La scuola dell’obbligo tra memoria e cambiamenti

Le scuole comunali stanno vivendo cambiamenti molto significativi. Tanto per dire, HarmoS ha spostato indietro di due anni l’inizio della scuola obbligatoria e ha generato dei nuovi piani di studio, che non si limitano a precisare e completare materie di studio e obiettivi specifici, ma propongono pure una specie di rivoluzione copernicana dell’approccio didattico, con le competenze trasversali e i contesti di formazione generale. Insomma, non certo minuzie. Parallelamente è in atto un ricambio generazionale di dimensioni incredibili, tanto che anche il DFA ha dovuto riorganizzare il percorso di formazione dei futuri maestri per affrontare la grave penuria di insegnanti, soprattutto di scuola elementare. Tra le tante mutazioni non si può sorvolare sulla riorganizzazione dei quadri direttivi: da un lato stanno diminuendo gli ispettori, che sono altresì confrontati con un riesame dei loro compiti; dall’altro i direttori hanno ereditato le mansioni tolte agli ispettori e sono notevolmente cresciuti di numero: oggi sono una sessantina, e coprono la totalità degli istituti scolastici comunali, un centinaio tra grandi e piccoli.

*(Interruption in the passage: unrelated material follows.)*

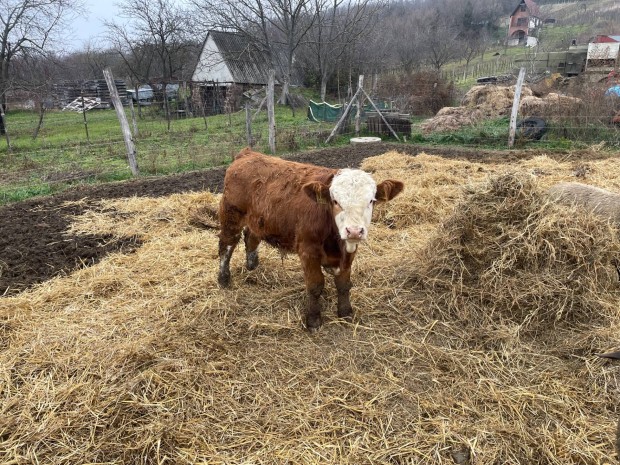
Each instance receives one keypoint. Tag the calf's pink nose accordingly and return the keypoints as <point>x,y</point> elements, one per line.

Sarà curioso vedere come questa macchina così complessa riuscirà a gestire i tanti cambiamenti, per garantire alla scuola dei comuni il suo buon livello educativo e formativo, assieme a quell’ambiente sereno che ha distinto la storia secolare di un’istituzione radicata nei paesi, nei borghi e nei quartieri: perché siamo di fronte a modifiche di sostanza, mica a un tenue maquillage. Non sarà facile mantenere la barra al centro, anche perché in tempi assai brevi andrà perduta quella memoria storica così tipica di ogni istituzione umanista e intergenerazionale, di cui la scuola dei comuni è senz’altro una testimonianza esemplare. Mi ha molto colpito l’intervista al direttore delle scuole di Massagno pubblicata da «La Regione» circa un mese fa: Fabrizio Quadranti, che andrà in pensione dopo quarant’anni di attività, ha raccontato due «cose» importanti, due cose che non si possono dimenticare. «Da allievo – ha raccontato – ebbi come docente un grande rivoluzionario, e per me fu una fortuna. Arrivò il primo allievo straniero, Fernando, uno spagnolo, e il maestro mi disse fallo copiare, che così impara». È un principio pedagogico di estrema potenza, anche se la scuola fa spallucce sempre più spesso. È un principio che contribuisce a educare e facilita la comprensione e l’acquisizione di conoscenze e competenze. È un principio che mette al primo posto il vero compito del maestro, quello di educare insegnando. È un principio di cui curarsi con tanta attenzione, perché soffre già molto per le incessanti valutazioni, tempo rubato al fare scuola.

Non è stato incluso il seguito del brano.